APPENDIX 1: Criteria for scoring the UL-MAS

Subset 6: Upper-Arm Function

Item 1. Lying, protract shoulder girdle with arm in elevation. (Therapist places arm in position and supports it with elbow in extension.)

Item 2. Lying, hold extended arm in elevation for 2 seconds. (Therapist should place arm in position and patient must maintain position with some external rotation. Elbow must be held within 20° of full extension.)

Item 3. Flexion and extension of elbow to take palm to forehead with arm as in Item 2. (Therapist may assist supination of forearm.)

Item 4. Sitting, hold extended arm in forward flexion at 90° to body for 2 seconds. (Therapist should place arm in position and patient must maintain position with some external rotation and elbow extension. Do not allow excess shoulder elevation.)

Item 5. Sitting, patient lifts arm to above position, holds it there for 10 seconds, and then lowers it. (Patient must maintain position with some external rotation. Do not allow pronation.)

Item 6. Standing, hand against wall. Maintain arm position while turning body toward wall. (Have arm abducted to 90° with palm flat against the wall.)

Subset 7: Hand Movements

Item 1. Sitting, extension of wrist. (Therapist should have patient sitting at a table with forearm resting on the table. Therapist places cylindrical object in palm of patient's hand. Patient is asked to lift object off the table by extending the wrist. Do not allow elbow flexion.)

Item 2. Sitting, radial deviation of wrist. (Therapist should place forearm in mid-pronation–supination, i.e. resting on ulnar side, thumb in line with forearm and wrist in extension, fingers around a cylindrical object. Patient is asked to lift hand off table. Do not allow elbow flexion or pronation.)

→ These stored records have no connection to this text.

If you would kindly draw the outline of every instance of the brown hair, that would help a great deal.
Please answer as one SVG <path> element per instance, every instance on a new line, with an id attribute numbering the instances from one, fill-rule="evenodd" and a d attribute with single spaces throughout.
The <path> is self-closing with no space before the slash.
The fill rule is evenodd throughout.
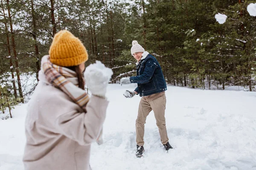
<path id="1" fill-rule="evenodd" d="M 79 65 L 65 67 L 75 71 L 76 73 L 76 76 L 78 79 L 78 87 L 84 90 L 84 79 L 83 74 L 80 69 Z"/>

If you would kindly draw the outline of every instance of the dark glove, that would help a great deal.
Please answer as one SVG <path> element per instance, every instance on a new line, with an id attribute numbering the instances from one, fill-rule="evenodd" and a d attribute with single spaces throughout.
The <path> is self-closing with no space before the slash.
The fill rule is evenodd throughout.
<path id="1" fill-rule="evenodd" d="M 126 98 L 131 98 L 136 94 L 135 91 L 126 91 L 124 93 L 124 96 Z"/>
<path id="2" fill-rule="evenodd" d="M 130 77 L 123 77 L 120 79 L 120 84 L 121 85 L 122 84 L 130 84 Z"/>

Item 3. Sitting, elbow into side, pronation and supination. (Elbow unsupported and at a right angle. Three-quarter range is acceptable.)

Item 4. Reach forward, pick up large ball of 14-cm (5-in) diameter with both hands and put it down. (Ball should be on table so far in front of patient that he has to extend arms fully to reach it. Shoulders must be protracted, elbow extended, wrist neutral or extended. Palms should be kept in contact with the ball.)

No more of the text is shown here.